アルビノ狩りに遭うことはなくても、私のようなアルビノ当事者にとって、今の日本はとても生きづらい。身体的な安全と、心の平穏は、両立されるべきだと思う。だからこそ、現状を変えるために、知恵を絞ることが先決となる。

「海外移住したら?」という発言は、こうした課題をうやむやにしてしまいかねない。アフリカの現実について知ることは、逆説的に、自分たちの社会のあり方を考えることでもある。その点を、忘れてはならないのではないだろうか。

ありのままの見た目を認めてほしい

中高生時代、ありのままの私の見た目を認めてもらえる機会は、少なかった。他の生徒が髪色を注意され、私がそうでなかった状況は、本当の意味で平等ではなかったと思う。

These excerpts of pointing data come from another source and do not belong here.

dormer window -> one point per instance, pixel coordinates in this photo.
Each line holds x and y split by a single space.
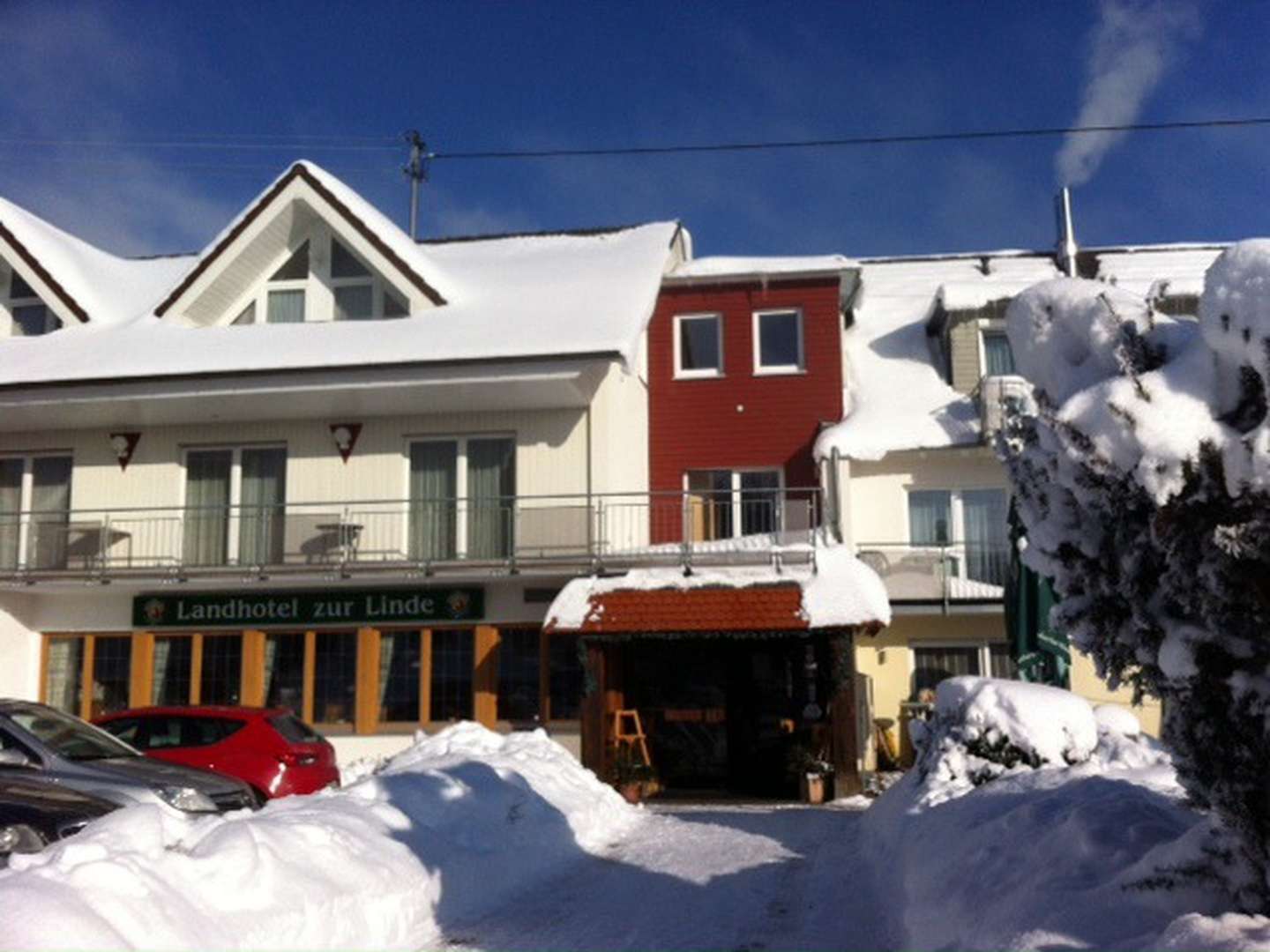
360 294
286 300
28 315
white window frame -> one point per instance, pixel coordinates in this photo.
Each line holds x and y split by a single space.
460 480
735 490
989 325
762 369
8 305
26 492
955 546
235 513
704 372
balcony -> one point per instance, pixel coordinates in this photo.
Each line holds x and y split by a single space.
415 537
941 574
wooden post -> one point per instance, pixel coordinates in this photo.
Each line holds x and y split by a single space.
310 674
485 675
141 673
366 703
842 721
426 675
251 689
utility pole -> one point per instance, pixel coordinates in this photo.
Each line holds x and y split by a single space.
417 172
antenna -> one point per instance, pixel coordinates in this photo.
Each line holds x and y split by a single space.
415 170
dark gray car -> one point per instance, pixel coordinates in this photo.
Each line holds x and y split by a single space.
37 740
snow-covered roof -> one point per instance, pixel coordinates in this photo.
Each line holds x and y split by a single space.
894 397
508 297
1157 271
92 285
721 267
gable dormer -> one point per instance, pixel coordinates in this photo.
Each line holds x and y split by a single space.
23 312
305 253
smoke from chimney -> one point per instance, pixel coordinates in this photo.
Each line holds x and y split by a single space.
1133 46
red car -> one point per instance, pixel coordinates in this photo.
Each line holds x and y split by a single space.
268 747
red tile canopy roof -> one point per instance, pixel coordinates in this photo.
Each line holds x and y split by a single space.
751 608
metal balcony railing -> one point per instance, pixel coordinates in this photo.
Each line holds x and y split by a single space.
947 573
429 534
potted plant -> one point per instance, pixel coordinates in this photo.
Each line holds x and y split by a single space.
631 777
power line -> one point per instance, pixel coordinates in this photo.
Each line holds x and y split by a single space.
852 141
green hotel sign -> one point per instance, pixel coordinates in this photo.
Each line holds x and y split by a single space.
234 609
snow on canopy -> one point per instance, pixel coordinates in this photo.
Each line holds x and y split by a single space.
108 288
533 296
894 397
840 591
732 265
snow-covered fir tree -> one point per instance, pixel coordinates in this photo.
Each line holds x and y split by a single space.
1143 481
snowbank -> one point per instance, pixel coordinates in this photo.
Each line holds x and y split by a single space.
1059 856
446 828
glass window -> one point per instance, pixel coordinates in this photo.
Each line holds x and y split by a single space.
759 502
452 659
285 671
930 517
997 357
519 674
399 675
780 342
344 264
334 677
29 320
64 675
112 668
394 306
286 308
565 677
296 268
173 661
700 346
355 302
934 664
221 680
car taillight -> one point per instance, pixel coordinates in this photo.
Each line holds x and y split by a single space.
292 759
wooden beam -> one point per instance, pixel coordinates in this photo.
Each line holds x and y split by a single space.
426 675
310 674
141 671
485 675
196 669
251 688
86 680
366 703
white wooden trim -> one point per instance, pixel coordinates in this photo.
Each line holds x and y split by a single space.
759 368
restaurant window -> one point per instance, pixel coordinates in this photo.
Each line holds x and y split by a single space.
565 677
462 494
103 663
698 346
334 677
34 510
452 658
235 502
399 677
779 342
519 655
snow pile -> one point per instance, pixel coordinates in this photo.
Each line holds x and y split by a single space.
839 591
446 828
1054 857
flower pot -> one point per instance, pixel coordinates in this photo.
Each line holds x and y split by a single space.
813 788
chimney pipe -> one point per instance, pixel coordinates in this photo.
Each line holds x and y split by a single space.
1065 247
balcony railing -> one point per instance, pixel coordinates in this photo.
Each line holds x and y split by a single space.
426 534
945 573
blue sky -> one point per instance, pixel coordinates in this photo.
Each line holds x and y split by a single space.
533 75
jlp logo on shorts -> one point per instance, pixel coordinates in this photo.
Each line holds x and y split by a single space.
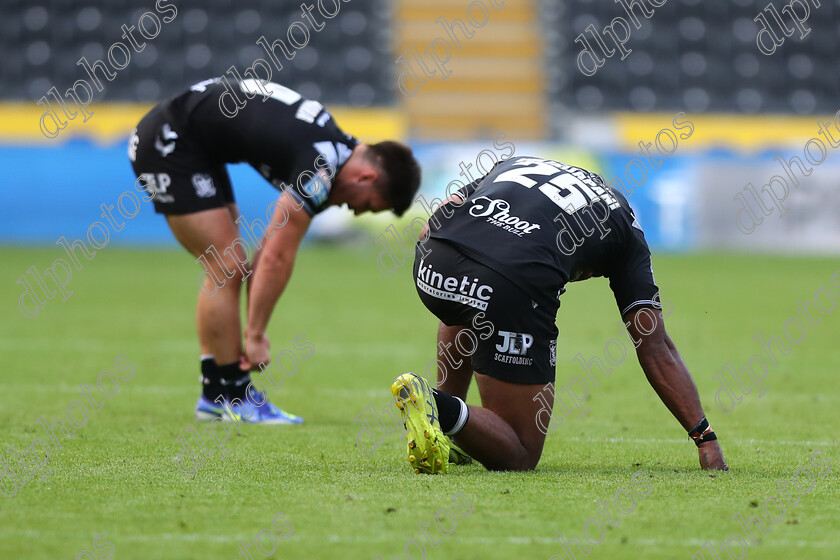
462 290
203 185
156 184
485 206
514 348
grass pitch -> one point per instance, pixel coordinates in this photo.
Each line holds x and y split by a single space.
117 475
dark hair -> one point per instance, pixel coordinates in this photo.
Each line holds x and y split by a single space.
402 173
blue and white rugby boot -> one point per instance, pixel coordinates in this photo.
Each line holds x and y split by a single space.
258 410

もし本当に平等であったなら、アルビノであってもなくても、どのような見た目であっても、当たり前のものとして尊重されていたはずだ。ちょうど、私がカナダで経験したように。

日本において、私の見た目は「特例」で「許可」され、当たり前に存在していいものではなかった。このことが思春期の私を静かに、しかし確実に傷つけた。何事も基準から外れることをよしとしない、日本社会の生きづらさとも地続きになっていると思う。

「ふつう」ではない容姿を特別視するのではなく、フラットに見ることで、外見にまつわる生きづらさは薄まっていくのではないか。

その先にこそ、アフリカでのアルビノ狩りをはじめとした、「ふつう」ではない人々への迫害や偏見をなくしていける未来があると言えるだろう。